Li-ion batteries have become the most important energy-storage device for many applications such as cellular phones, mobile computers, and medical, aerospace, and military devices, and are the leading contender to power all electric cars. Batteries are also the primary energy source for aircraft power and operation where monitoring energy storage, usage, and potential failures is critical to all operations of the aircraft including direct energy weapons (DEWs) [1]. To support consumer needs, many of these electronic applications require rechargeable or secondary batteries that can offer long cycle life, high volumetric and gravimetric energy densities, and high power capabilities [1,2].
Aircraft systems require larger and higher-performance LiBs than those in portable electronics uses, as safety issues are very important. Aircraft batteries undergo different operational modes than those in portable electronics. For instance, because the aircraft is used in the open air, the batteries are subjected to damage from alternating temperature, not only during cell operation but also during storage. Moreover, non-operating time is generally much longer than the driving time, which causes capacity loss of the battery by self-discharging even under the full charge conditions. Therefore, the first and utmost challenge in designing a LiB system is to ensure its inherent safety under both normal and abusive operating conditions. Knowledge of the internal cell behavior is therefore critical [3,4,5]. The main underlying concern is related to the significant temperature variation under high charge/discharge rates [6].
For many applications, failure is considered to occur when the capacity of the battery is reduced to below 80% of its rated value. At this point, the battery is considered as an unreliable power source and should be replaced, because it tends to exhibit an exponential decay of capacity after it passes this point [7]. Battery failure can lead to loss of operation, reduced capability, downtime, and catastrophic failure. For example, in April 2000, a plane crashed during landing when a battery failure led to an electrical malfunction that disabled the normal landing gear extension capability. Another battery failure caused the loss of a Mars global surveyor in November 2006. When the surveyor’s batteries were exposed to sunlight, the high temperature resulted in the premature depletion of the batteries. A recent survey conducted by Emerson Network Power showed that 65% of data center downtime is caused by uninterruptible power supply (UPS) battery failures. For data centers, even one hour of downtime can incur losses of tens of thousands of dollars. Another recent example of battery failure is the Boeing 787 Dreamliner. In 2013, an abnormal increase in temperature and pressure (also known as “thermal runway”) in one of the battery cells led to heavy smoke and flames while the aircraft was stationed at a terminal.
The National Transportation Safety Board issued a recommendation letter stating that such conditions can develop and propagate within the cell over time, leading to thermal runaway and battery system failure, and might not be detected by the battery management system (BMS) in time to prevent catastrophic failures [8]. Therefore, the need to predict and understand a battery’s state of charge and state of health (SOH) at the cell level is significant. The few BMSs currently available on the market do not provide adequate information in real time to mitigate all failures because they do not report all parameters at the cell level [9,10,11].

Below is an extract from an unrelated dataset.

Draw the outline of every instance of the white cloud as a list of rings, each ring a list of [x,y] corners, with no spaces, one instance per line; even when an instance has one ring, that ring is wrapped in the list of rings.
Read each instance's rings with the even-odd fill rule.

Aircraft battery packs are composed of several hundred cells and having the ability to monitor battery health at the cell level is crucial to ensure operational safety and efficiency. Typically, battery monitoring is performed by sampling external temperature and electrical properties such as current and voltage over the battery terminals, with one measurement made per group of 10 or more cells. Existing BMSs lack of reporting parameters at the individual cell level which is crucial for good cell performance and long life cycle of the battery pack.
Recent literature reports summarize studies of fiber Bragg grating (FBG) sensors integrated into Li-ion batteries under specific operating conditions and different scenarios. The sensors can show a clear difference between internal and external battery cell temperature [12,13,14,15]. The reports contend that FBG sensors are good candidates for integration inside battery cells due to their inert nature, small size, light structure, and extreme accuracy. However, the literature does not provide a detailed overview of sensor integration in various battery geometries and how these geometries affect electrode stability. Further, because a battery performs differently under various operating conditions, performance data should be reported over a longer time span instead of just short cycle rates so that continued and fundamental understanding can be obtained for improving of battery safety.
This paper reports on FBG sensor integration inside Li-ion battery coin cells. Strain, internal, and external temperatures are recorded using the FBG sensors and evaluated for the battery cell at a cycling C/20 rate. Scanning electron microscope (SEM) images of electrode degradation upon sensor integration are presented as well as recommendations for eliminating degradation in electrodes upon sensor integration and during cell charge/discharge cycles. Results show stable strain behavior within the cell and about 10 °C difference in temperature between the inside of the coin cell and the ambient environment over time during charging/discharging cycles. This study is intended to contribute to the safe integration of FBG sensors inside hermetically sealed batteries and to detection of real-time temperature and strain gradient inside a cell.

2. Methods and Materials

Why select FBG sensors? To date, thermal monitoring of batteries is typically performed on their surface through the use of thermocouples or electro-mechanical sensors [16,17]. Internal monitoring, however, is challenging due to the chemically aggressive and electrically noisy environment, and thus requires sensors with low invasiveness, mechanical robustness, immunity to electromagnetic radiation, and resistance to corrosion. Sensors based on fiber Bragg gratings are an effective method to perform both static and dynamic measurements of temperature, pressure, strain, and bending [18]. FBG sensors are characterized by their high sensitivity to forces and pressure and their extremely small size (d ≤ 200 µm). They are made from pure silica, which makes them inert to chemically reactive environments; they use a shift in light wavelength instead of electrical power to produce a signal; they are not distance-dependent; and a multiple array of sensors can be loaded on a single fiber. The main parameters measured with FBG sensors in this study are temperature and strain. Both of these parameters are significant because this study assumes that cell degradation should result in internal resistance as a result of temperature increase during cycling, while cell expansion or swelling prior to failure (i.e., strain) would be the result from off-gassing. FBG sensors have two additional advantages over other fiber optical sensing schemes. First, they have an inherent self-referencing capability—the grating encodes an absolute wavelength to be reflected to the light detector without dependence on total light levels, losses in the connecting fibers, and couplers or source power. Second, they have a distributed sensing capability—each FBG sensor is assigned a different slice of the available source spectrum to conduct wavelength division multiplexing in an optical fiber sensing network [15]. The FBG sensor signals were captured with a Micron Optics Interrogator unit. The signals were translated into strain and temperature values using ENLIGHT software (version 10.2, Micron Optics, Atlanta, GA, USA).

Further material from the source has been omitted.